As mobilizações sociais bem-sucedidas durante a VIII Jornada de Direito da Saúde (Fonajus) devem provocar reflexos diretos na atuação junto aos conselhos estaduais, avaliam as associações de defesa dos direitos dos pacientes. Para a diretora jurídica da Federação Brasileira das Associações de Doenças Raras (Febrararas), Andreia Bessa, a receptividade demonstrada pelo Conselho Nacional de Justiça (CNJ) reforça a legitimidade dessa participação social também nos fóruns dos estados. Segundo ela, este cenário consolida um novo meio de atuação institucional que insere as demandas dos pacientes logo na primeira etapa de formulação das diretrizes de saúde.

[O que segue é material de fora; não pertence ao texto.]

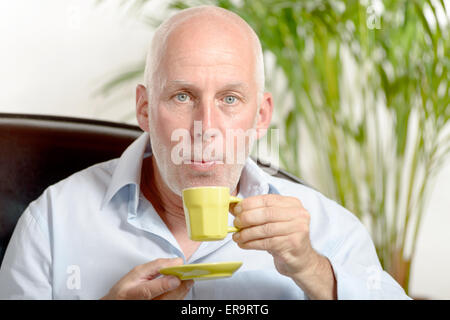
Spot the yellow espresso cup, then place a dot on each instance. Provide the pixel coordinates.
(206, 212)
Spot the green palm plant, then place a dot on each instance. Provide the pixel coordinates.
(368, 88)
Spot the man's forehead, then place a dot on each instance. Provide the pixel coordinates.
(225, 85)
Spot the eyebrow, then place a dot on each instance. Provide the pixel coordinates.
(239, 86)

“Em pouco tempo, foram mais de 100 associações que se mobilizaram, e a gente pontuou aqueles itens que realmente eram muito prejudiciais. A ideia de contribuir de uma forma mais técnica, de poder entrar mais tecnicamente no assunto, montar um parecer, encaminhar, isso trouxe um respeito maior.”
Propostas fora da pauta
Durante as deliberações, 16 propostas originais foram retiradas da pauta. Os itens excluídos abordavam temas como a obrigatoriedade de o judiciário respeitar a ordem cronológica das filas de atendimento do Sistema Único de Saúde (SUS), a proibição de contestações judiciais contra decisões da Comissão Nacional de Incorporação de Tecnologias (Conitec) fundamentadas em avaliações de custo-efetividade, e a exigência de laudos médicos assinados exclusivamente por psiquiatras ou neurologistas para concessão de tratamentos do Transtorno do Espectro Autista (TEA).
Temas 6 e 1234
As interpretações dos temas 6 e 1234 do Supremo Tribunal Federal (STF) também foram alvo de discordância. Magistrados e representantes institucionais tiveram dois impasses sobre o tema. O primeiro também envolveu o papel da Conitec: uma ala defendeu que as negativas de tratamentos baseadas no critério de custo-efetividade não deveriam ser revistas, outra alertou para o risco de criar uma blindagem jurisdicional que impedisse a correção de cálculos governamentais desatualizados ou falhos em casos concretos.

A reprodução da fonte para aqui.